Great! Although you may be surprised to learn that the darker colors in this map represent higher attendance rates. Usually we associate darker colors with poorer performance in choropleth visualizations. We can fix this easily enough by reversing the order of our class assignments. Try it!
Tool Tips
Despite how satisfying this picture may be, it still isn't actually telling us anything. We need to display what each color represents. We could do this easily enough with a fixed legend, but that's boring. Let's create something more dynamic.
First, let'd define a <div>
element that will appear whenever our mouse hovers over a district.
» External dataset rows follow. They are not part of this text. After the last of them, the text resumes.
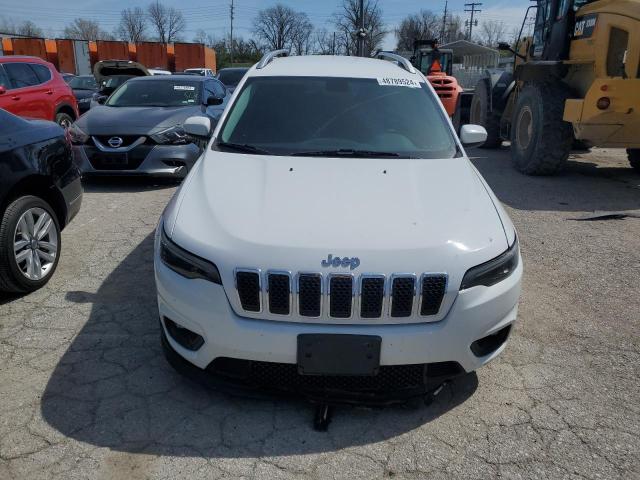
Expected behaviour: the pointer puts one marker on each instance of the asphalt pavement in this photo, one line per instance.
(85, 391)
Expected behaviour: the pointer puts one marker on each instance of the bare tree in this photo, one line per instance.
(492, 32)
(454, 29)
(133, 24)
(301, 39)
(26, 28)
(168, 22)
(423, 25)
(324, 42)
(347, 22)
(85, 29)
(276, 26)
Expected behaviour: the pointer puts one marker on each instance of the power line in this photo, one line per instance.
(444, 22)
(473, 10)
(231, 34)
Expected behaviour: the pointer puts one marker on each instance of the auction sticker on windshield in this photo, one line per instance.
(398, 82)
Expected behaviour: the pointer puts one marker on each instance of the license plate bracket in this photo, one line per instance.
(338, 354)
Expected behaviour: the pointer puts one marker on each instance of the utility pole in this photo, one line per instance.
(361, 32)
(473, 10)
(444, 23)
(231, 35)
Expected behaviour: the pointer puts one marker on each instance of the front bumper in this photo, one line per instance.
(203, 308)
(157, 160)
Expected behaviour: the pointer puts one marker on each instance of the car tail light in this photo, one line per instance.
(603, 103)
var toolTip = d3.select('body').append('div')
.attr('class','toolTip')
Next we set some of the styling for the tool tip class.
.toolTip {
color: #222;
background: #fff;
padding: .5em;
text-shadow: #f5f5f5 0 1px 0;
border-radius: 2px;
box-shadow: 0px 0px 2px 0px #a6a6a6;
opacity: 0.9;
position: absolute;
}
.hidden {
display: none;
}
Finally, we append event listeners to our path elements so that the tool tip will appear and display the data.
svg.selectAll('path')
.data(map.features)
.enter().append('path')
.attr('d', path)
.attr('class', function(d){
return quantize(d.properties.att)
})
.on('mousemove', function(d){
var mouse = d3.mouse(svg.node());
toolTip.classed("hidden", false)
.attr("style", "left:"+(mouse[0]+25)+"px;top:"+mouse[1]+"px")
.html('School District: '+d.properties.SchoolDist+'<br>% Attendance: '+Math.floor(d.properties.att*100))
})
.on("mouseout", function(d,i) {
toolTip.classed("hidden", true)
});
There are a few unfamiliar things going on here. First, the function d3.mouse(container)
returns the x and y coordinates of the current event relative to the specified container. In other words, we get the current coordinate of the mouse in the SVG coordinate system. Setting the style attribute positions the <div>
relative to the mouse location. Finally, the mouseout
event listener hides the <div>
when the mouse leaves the district.
When we hover over a district, we now see the relevant data about that district (also, notice that we switched our color assignements around).